Washington--The Congress’s governmental affairs committees have often been used by their leaders as a position from which to stick a finger into virtually any pie that appeared appetizing.
For the chairman of the brand-new Senate Subcommittee on Government Information and Regulation, the education pie is worth a taste.
The chairman, Senator Jeff Bingaman, Democrat of New Mexico, has held two hearings in recent weeks on the state of educational data collection, and he said in an interview last week that he may push for legislation to expand the National Assessment of Educational Progress to allow more detailed comparisons.
“What we are trying to do through these hearings is to identify the capability we have now to assess educational performance, and lay out a plan for getting from here to there,” he said. “We’re trying to determine what we need to pursue and what direction legislation needs to take.”
Mr. Bingaman sponsored a new literacy program for limited-English-proficient adults that made it into last year’s omnibus education law, but he has not been particularly active on education issues. Nor has the governmental affairs committee.
Both Mr. Bingaman and the full committee’s chairman, Senator John Glenn, Democrat of Ohio, are known primarily for their work on defense issues.
But Mr. Bingaman said he had decided he wanted to address the issue of education data before President Bush’s education summit with the nation’s governors, where the need to expand assessment was a theme.
“We identified the inadequacy of education information as soon as we established this subcommittee [in January]; when we sat down and discussed where the greatest needs are, education came to the top of the list,” Mr. Bingaman said. “The combination of having a focus on government information and having a significant concern about how to improve education, I think those came together in a very natural way.”

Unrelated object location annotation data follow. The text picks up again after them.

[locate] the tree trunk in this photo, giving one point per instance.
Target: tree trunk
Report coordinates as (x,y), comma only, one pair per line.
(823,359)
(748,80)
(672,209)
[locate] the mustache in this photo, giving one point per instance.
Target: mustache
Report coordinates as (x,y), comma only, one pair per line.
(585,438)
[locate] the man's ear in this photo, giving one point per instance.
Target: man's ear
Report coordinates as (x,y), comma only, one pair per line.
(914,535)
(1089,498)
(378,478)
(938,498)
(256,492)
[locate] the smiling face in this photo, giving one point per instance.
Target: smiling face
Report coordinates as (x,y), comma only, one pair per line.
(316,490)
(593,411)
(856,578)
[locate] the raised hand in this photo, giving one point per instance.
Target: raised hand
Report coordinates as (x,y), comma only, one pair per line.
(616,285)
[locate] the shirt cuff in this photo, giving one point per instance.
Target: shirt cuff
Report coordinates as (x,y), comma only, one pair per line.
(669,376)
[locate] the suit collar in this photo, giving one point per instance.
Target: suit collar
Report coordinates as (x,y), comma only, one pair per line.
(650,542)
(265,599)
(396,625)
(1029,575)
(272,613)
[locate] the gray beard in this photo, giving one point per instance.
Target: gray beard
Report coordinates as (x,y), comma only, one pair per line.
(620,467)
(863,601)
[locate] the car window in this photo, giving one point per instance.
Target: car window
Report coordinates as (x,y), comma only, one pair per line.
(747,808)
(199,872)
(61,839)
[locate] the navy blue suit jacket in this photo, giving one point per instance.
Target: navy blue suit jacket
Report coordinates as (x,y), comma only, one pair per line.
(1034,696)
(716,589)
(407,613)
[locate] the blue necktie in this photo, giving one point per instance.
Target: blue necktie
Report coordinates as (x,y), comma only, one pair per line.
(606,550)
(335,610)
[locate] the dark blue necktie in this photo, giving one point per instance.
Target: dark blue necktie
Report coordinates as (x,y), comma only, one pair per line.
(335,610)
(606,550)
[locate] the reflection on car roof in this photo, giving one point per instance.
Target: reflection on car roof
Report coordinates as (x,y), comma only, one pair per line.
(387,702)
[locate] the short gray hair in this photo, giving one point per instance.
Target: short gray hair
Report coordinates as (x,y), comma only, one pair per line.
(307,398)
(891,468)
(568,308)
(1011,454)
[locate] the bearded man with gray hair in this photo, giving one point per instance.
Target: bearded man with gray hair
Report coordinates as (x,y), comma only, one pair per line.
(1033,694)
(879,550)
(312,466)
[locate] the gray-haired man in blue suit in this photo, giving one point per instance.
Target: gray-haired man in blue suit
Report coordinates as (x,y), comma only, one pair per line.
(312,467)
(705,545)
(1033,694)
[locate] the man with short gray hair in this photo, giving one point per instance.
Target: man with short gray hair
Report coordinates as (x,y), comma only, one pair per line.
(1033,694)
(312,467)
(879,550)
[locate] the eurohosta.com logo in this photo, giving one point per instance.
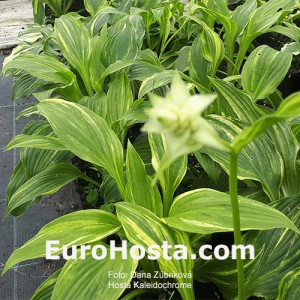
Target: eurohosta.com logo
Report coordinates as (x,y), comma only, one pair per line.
(152,252)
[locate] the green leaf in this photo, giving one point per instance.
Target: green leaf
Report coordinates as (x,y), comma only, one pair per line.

As it turns out, the hearings are the first Congressional attempt to follow up on a promise made by summit participants--to institute an annual “report card” measuring the achievement of states, school districts, and even individual schools.

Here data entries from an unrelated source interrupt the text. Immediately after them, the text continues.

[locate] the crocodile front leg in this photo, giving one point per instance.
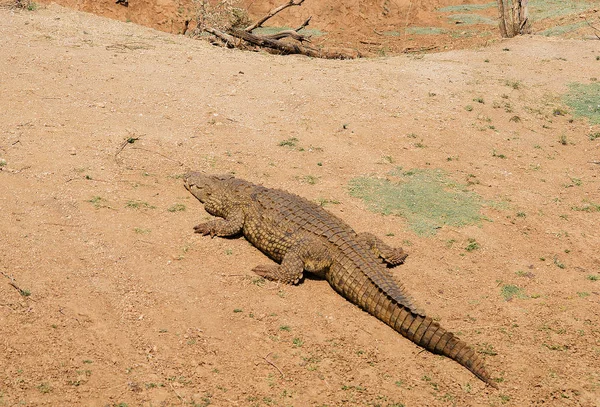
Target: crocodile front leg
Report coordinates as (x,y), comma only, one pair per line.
(392,255)
(229,226)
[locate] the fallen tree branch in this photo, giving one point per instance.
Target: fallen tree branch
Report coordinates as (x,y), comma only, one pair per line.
(24,293)
(596,31)
(287,33)
(286,48)
(276,10)
(304,24)
(273,364)
(226,38)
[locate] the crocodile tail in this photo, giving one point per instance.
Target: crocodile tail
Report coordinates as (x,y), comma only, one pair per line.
(430,335)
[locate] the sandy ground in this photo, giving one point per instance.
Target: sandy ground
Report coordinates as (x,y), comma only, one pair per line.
(127,307)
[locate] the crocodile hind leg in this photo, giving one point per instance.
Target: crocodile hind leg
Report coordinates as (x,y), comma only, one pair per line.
(391,255)
(308,254)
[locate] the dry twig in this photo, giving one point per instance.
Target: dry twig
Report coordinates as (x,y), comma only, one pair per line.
(12,282)
(273,364)
(272,13)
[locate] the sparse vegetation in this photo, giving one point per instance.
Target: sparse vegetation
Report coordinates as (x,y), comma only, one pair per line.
(472,245)
(510,291)
(426,198)
(176,208)
(584,100)
(139,205)
(291,142)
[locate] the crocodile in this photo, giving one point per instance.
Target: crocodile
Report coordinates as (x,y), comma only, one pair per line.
(302,236)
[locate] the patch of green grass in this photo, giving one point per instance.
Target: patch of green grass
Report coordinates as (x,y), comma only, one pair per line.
(44,388)
(470,19)
(515,84)
(466,7)
(310,179)
(426,198)
(472,245)
(587,207)
(425,30)
(559,263)
(98,202)
(324,202)
(510,291)
(495,154)
(274,30)
(138,205)
(542,9)
(176,208)
(291,142)
(487,349)
(562,29)
(584,100)
(562,139)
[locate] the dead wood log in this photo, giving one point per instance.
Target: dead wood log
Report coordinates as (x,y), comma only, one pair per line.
(244,38)
(229,41)
(286,47)
(271,13)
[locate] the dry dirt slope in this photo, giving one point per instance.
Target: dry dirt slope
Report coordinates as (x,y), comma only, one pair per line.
(128,307)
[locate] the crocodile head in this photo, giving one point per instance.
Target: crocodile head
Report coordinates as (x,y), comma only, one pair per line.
(202,186)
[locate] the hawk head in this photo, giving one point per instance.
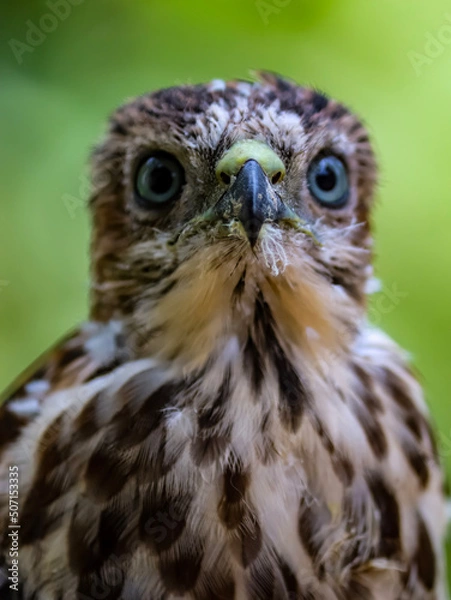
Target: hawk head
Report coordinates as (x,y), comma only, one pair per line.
(216,203)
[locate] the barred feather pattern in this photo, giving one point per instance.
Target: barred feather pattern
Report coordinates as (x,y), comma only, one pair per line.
(198,486)
(227,425)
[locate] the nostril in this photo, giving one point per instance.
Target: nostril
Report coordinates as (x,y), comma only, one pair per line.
(224,177)
(276,177)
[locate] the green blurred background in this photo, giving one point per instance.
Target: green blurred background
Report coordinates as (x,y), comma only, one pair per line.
(384,59)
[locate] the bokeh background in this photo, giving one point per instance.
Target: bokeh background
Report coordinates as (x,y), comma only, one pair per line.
(390,61)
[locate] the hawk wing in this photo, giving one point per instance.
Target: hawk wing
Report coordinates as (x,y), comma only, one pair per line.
(89,351)
(92,350)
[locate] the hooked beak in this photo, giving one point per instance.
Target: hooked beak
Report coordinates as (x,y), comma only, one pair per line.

Both Mr. Bingaman and witnesses concentrated on the applicability of current data-gathering efforts to that goal, and concluded that the Education Department’s assessment effortudget--would have to be significantly expanded to meet it. (See Education Week, Nov. 1 and 8, 1989.)
Mr. Bingaman called for action, terming the current statistical effort “woefully inadequate.”
But Education Department officials and others noted that mandating state participation would obligate the federal government to foot the bill--an estimated $5 million--and would raise hackles in some states.
Naep has historically been prohibited from collecting information that allows comparisons at anything narrower than the national level. A trial state-level assessment in mathematics was authorized last year, but lawmakers shot down proposals to collect a broader range of state-level data.
Proponents of detailed assessment have expressed hope that the summit agreement will make the proposal difficult to oppose.
“As public concern grows for improving education, I think it will get to the point where the forces that resist this kind of change will eventually be overcome by the forces that want to see improvement,” Mr. Bingaman said.
His greatest obstacle may not be political resistance, however, but alack of jurisdiction--and of interest on the part of those with jurisdiction.
While the governmental affairs committee has jurisdiction over agency structure and information policy, the Labor and Human Resources Committee oversees the Education Department programs that gather information, such as naep.
“If we get to the point of trying to propose legislation,” Mr. Bingaman acknowledged, “they have to be involved.”
There does not appear to be a jurisdictional dispute brewing; labor committee aides said their panel was “consulted” before the recent hearings, and one member, Paul Simon, Democrat of Illinois, made an appearance at one hearing.
But aides on that committee say there is little interest in addressing assessment issues this year.
“Mr. Kennedy remains very interested in naep, but in terms of doing anything right now, there’s no feeling at all,” said an aide to its chairman, Senator Edward M. Kennedy, Democrat of Massachusetts. “We made a lot of changes last year; let’s see how the new provisions are implemented.”